A shudder ripples through your left shoulder like a stroke.
You’re about to tap him on the shoulder when the teller calls him forth.
You check the clock on the wall, match the time to the watch on your wrist, examine the blank faces of the people around you and confirm that you’re not in some kind of time continuum gap.  This is real, this is your life.
And now the other you is moving toward the door.  You leave your place in line and bolt after him, after you.
You worry you might startle the guy, that he’ll think you’re a whack job but you’ve no choice except to address what your own eyes see, so before he steps into the car, you say, “Hey, Len, hold up.”

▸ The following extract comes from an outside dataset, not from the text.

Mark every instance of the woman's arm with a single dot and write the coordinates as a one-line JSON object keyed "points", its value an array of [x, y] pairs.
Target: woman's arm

He turns, his face showing no signs of registering recognition, but neither is he annoyed.
“What up?” he says, using your trademark greeting from the mid 90’s.
“So, you’re like me, a younger me?”
“What if I am?”
“How can there be two of us?”
“When did you start asking so many questions?”
“I’m different, now that I’m older.  I’m not as good.”
“Not as good?  Not as good as what?”
“I’m not a great human being.”
“Don’t kid yourself—I’m not exactly winning trophies.”
“Where does it go wrong, between you and me, between how old you are and how old I am now?”
“Again with the questions.”
“Please,” you say.  “I feel so lonely.  I’ve lost everything.”
“All right, all right.  You’re not going to start bawling here in the parking lot are you?  That granny over there is staring.”
You glimpse the stooped white-haired woman the other you has just referenced.
You turn to the other you and say, “I don’t get why you’re here, but since you are, can’t you just give me one bit of advice, just a nugget, a pebble of anything to help reverse the damage I’ve caused.”
The other you with your then lithe jawline considers your request.  The other you has no bags under his eyes, no wrinkles or jowly flaps drooping off his cheeks.  The other you is a handsome fuck.
“How fair would that be?” the other you says.
“Please.”
“You’re always taking short cuts, always trying to use white out to make up for the shit you do.”
“So I’m hopeless?” you ask, your heart a dull stone sweating acid.
“Confess.”
“Huh?”
“Start there.  Tell everyone everything, every little bit.  Make yourself as small as you can, and once you’re very, very tiny, take a breath and start fresh.”
“Are you serious?  That’s your fucking advice.”
“You were the one asking.”
You watch your younger self smirk before driving off in the convertible BMW you’ll later total on a rainy night after a drunken work party.

The sun is a scalding diamond in the sky.  You feel dizzy, frazzled.  And still you take out your cellphone and dial.  When you ex-wife answers, you stutter initially, but then you start and find a cadence and you don’t stop talking until the purge is complete.  You say, “I’m sorry,” repeatedly.  You fold your ego into a thin envelope.  You let your ex-wife scream and swear.  You blink back tears.  You start to shrink a little.  Your bones crick while redacting.  The pain is blistering and still you feel yourself smile, because this is the beginning of become small and tiny, the beginning of a way back to good.